Mendonça determina afastamento preventivo de diretor da PF


O ministro André Mendonça, do STF (Supremo Tribunal Federal), determinou nesta terça-feira (8) o afastamento preventivo do diretor-geral da PF (Polícia Federal), Andrei Rodrigues, e do delegado Leandro Almada do cargo de diretor de Inteligência Policial da PF.

A decisão ocorre após o ministro Alexandre de Moraes ter utilizado relatórios de inteligência da Polícia Federal para apontar possíveis crimes de abuso de autoridade atribuídos a Mendonça na condução da relatoria do Banco Master e das fraudes do INSS.

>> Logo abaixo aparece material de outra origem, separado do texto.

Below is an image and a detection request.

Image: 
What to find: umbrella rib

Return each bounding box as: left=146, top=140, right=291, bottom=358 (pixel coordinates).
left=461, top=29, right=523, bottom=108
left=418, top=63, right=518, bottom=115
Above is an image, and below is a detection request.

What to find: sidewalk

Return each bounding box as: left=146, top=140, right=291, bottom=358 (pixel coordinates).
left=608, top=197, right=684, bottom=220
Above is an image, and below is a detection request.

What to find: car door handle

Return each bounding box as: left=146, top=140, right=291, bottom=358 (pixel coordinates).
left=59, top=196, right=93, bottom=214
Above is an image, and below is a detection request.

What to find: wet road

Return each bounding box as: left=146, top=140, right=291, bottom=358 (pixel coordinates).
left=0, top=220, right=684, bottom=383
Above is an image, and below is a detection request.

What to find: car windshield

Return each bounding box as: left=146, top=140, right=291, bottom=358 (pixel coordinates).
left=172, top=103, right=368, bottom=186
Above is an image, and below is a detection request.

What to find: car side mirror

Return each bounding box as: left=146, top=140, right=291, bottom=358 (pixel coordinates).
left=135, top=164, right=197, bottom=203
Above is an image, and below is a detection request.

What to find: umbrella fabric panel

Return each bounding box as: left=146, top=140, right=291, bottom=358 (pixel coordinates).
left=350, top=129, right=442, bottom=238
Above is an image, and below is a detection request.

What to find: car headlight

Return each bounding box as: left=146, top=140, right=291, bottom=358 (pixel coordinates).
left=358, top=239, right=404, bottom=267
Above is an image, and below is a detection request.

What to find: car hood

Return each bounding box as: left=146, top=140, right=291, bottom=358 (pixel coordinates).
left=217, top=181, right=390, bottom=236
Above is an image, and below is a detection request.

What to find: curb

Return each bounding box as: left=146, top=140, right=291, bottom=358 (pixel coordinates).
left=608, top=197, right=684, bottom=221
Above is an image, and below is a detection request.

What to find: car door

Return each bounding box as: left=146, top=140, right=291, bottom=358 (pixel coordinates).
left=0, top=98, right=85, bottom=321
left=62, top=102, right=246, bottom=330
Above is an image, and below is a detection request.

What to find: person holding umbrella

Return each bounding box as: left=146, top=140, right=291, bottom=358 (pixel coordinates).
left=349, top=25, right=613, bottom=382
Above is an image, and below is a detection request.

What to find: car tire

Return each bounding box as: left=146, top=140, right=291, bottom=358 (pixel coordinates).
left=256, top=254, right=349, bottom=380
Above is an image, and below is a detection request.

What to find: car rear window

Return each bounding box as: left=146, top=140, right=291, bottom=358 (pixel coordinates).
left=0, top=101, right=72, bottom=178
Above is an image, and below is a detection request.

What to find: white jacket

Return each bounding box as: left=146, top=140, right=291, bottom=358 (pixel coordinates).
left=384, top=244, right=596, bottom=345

Segundo Mendonça, os relatórios revelam um "monitoramento sistemático e ilegal", realizado por mais de 30 dias, sobre sua atuação e a de outras autoridades, como o advogado-geral da União, Jorge Messias.

De acordo com a decisão, Moraes teria tido “notícias da existência” dos relatórios antes de sua utilização e eles teriam sido empregados em uma tentativa de incluir Mendonça no "Inquérito das Fake News".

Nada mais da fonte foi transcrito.